Obverse: Helmeted head of Roma right; L MANLI PRO Q around
Reverse: Triumphator in a quadriga right, holding reins and caduceus, crowned by Victory flying left ; L SVLLA IMP around
In a departure from our Imperial coinage to date, we have a Republican coin showing a triumphant Roman general parading in a four-horse chariot, being crowned by Victory celebrating his conquests against the enemies of Rome. However, this coin is a perversion of that traditional narrative. Having been snubbed by a political enemy for a military command, Sulla turned his armies on Rome, killed his fellow Romans, and declared himself Dictator in 82 BC.

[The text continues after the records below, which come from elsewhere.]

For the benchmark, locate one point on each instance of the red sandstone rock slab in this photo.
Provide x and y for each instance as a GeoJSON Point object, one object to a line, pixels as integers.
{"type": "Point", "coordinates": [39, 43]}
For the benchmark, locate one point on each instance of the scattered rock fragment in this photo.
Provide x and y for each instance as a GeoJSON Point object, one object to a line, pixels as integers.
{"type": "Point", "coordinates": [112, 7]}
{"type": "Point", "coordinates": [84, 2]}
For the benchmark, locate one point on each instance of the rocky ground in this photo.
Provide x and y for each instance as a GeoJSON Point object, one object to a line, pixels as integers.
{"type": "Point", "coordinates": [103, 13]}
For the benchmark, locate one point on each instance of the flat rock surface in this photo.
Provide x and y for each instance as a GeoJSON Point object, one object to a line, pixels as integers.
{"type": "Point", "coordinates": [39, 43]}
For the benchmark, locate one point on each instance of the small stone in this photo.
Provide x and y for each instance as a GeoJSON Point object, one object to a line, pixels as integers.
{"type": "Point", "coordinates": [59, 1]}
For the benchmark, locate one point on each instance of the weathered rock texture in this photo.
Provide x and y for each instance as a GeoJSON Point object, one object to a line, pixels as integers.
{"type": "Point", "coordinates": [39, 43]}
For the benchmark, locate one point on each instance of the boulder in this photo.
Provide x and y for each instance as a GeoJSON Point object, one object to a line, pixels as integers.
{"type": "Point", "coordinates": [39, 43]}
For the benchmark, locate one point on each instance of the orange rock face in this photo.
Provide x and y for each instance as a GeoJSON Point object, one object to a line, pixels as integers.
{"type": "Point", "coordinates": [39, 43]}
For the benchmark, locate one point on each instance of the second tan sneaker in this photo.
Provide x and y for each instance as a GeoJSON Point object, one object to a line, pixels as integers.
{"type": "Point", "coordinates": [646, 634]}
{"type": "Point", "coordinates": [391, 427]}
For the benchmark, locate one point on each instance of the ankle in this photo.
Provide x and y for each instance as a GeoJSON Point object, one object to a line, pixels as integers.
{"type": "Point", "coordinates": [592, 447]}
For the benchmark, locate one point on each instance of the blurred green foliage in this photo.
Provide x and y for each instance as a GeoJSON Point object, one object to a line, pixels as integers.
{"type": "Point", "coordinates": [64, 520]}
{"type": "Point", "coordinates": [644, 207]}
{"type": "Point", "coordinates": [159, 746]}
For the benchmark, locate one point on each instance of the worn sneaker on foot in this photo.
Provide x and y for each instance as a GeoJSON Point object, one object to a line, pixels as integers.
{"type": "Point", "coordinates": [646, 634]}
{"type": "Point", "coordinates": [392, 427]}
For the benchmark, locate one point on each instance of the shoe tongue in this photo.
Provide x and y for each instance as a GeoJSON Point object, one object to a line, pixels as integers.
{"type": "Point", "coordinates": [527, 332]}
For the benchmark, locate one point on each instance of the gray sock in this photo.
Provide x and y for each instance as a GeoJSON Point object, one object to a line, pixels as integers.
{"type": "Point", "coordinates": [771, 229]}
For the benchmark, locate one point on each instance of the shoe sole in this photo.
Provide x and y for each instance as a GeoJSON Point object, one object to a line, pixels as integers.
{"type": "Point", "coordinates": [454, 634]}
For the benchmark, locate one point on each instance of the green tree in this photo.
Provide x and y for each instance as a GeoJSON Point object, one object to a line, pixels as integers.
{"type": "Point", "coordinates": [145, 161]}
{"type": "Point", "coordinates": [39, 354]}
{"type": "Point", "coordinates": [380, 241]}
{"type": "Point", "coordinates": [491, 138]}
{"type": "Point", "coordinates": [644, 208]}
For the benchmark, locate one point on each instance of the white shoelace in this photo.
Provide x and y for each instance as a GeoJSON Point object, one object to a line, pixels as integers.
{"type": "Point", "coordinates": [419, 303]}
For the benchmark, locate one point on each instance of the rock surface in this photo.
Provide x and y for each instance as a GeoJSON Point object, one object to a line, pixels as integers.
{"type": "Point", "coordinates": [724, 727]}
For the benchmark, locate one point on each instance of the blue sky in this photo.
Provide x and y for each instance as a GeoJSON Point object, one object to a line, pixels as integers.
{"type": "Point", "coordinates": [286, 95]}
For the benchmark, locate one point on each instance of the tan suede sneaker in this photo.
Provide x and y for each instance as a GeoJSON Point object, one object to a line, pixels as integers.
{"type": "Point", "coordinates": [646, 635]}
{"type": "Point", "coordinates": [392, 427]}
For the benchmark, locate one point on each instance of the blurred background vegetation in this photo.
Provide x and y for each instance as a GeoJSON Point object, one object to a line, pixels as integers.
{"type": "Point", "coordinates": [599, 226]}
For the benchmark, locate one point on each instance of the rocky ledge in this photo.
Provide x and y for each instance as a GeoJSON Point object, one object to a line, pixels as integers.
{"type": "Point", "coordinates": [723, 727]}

Sulla was particularly vicious to his enemies. After taking Rome, Sulla called a meeting of the Senate, and as he began to speak, screams of massacred prisoners filtered into the room. Cowed in fear, the Senate declared him Dictator. He then commenced proscribing thousands of personal enemies, killing them, and seizing their property. After enacting new laws to curtail the power of the plebs and expand the control of the Senate, Sulla resigned from the dictatorship in 80 BC and retired to country life. Ultimately, Sulla lived up to his epitaph, “No better friend, no worse enemy.”1
Sulla’s revolt was enabled by the Marian reforms of the previous decades that established a highly effective professional army but also made that army beholden to their general rather than the State. As the first Imperator, Sulla provided a template for the following generation of Pompey, Crassus, and Caesar to utilize their massive wealth and armies to subvert the State to their control. Pompey easily summed up their attitudes by stating, “Stop quoting laws to those of us with swords.”2 Caesar would emulate Sulla in 49 BC by crossing the Rubicon and initiate the final downfall of the Republic.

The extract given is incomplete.